We've chosen not to find out so I was only concerned with how healthy the baby appeared to be. I've learned much since I had Lauren and I can see that health is a relative term. I've seen that disabilities are on a spectrum, some disabilities simply make life harder (which is where, on a good day, I consider Lauren's to fall) and others are life altering and sadly life ending which my friend Joy has experience first handed.
I've learned that the health of my baby is something that I took for granted at one time. I never expected to have a child with issues. My perfect child was going to follow those developmental milestones to the T. It was going to sit up at exactly 6 months, walk at on it's first birthday. It would do this all, on its own without any intervention from anyone let alone me. I was only going to clap and beam in admiration as my perfect child did what it was supposed to do when it was supposed to do it.

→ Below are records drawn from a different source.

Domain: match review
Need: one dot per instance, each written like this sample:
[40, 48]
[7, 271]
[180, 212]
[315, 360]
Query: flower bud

And that's generally what happens. I have two typically developing children and they have done that.
Obviously, that's not what happened with Lauren. She didn't do what she was supposed to do. She did meet those milestones but on the late end. I always joked at 15 months that she waited for the last hour to be in the normal range. It was funny at 15 months but at 4 not so much. There was just something off with Lauren, something that I couldn't quite put my finger on but it was there. I closed my eyes and shut my ears. But I couldn't do that forever.
Eventually, I ran face to face with the fact that Lauren had obvious (to everyone but me) delays. I can vividly remember her first IEP (Individualized Educational Plan- a lay out of special education services a child will receive) I sat at that meeting and waited to hear about her significant speech delays. They talked about her speech delays of course but they just kept going. She had significant fine motor skills delays, gross motor delays. She was socially where she was supposed to be.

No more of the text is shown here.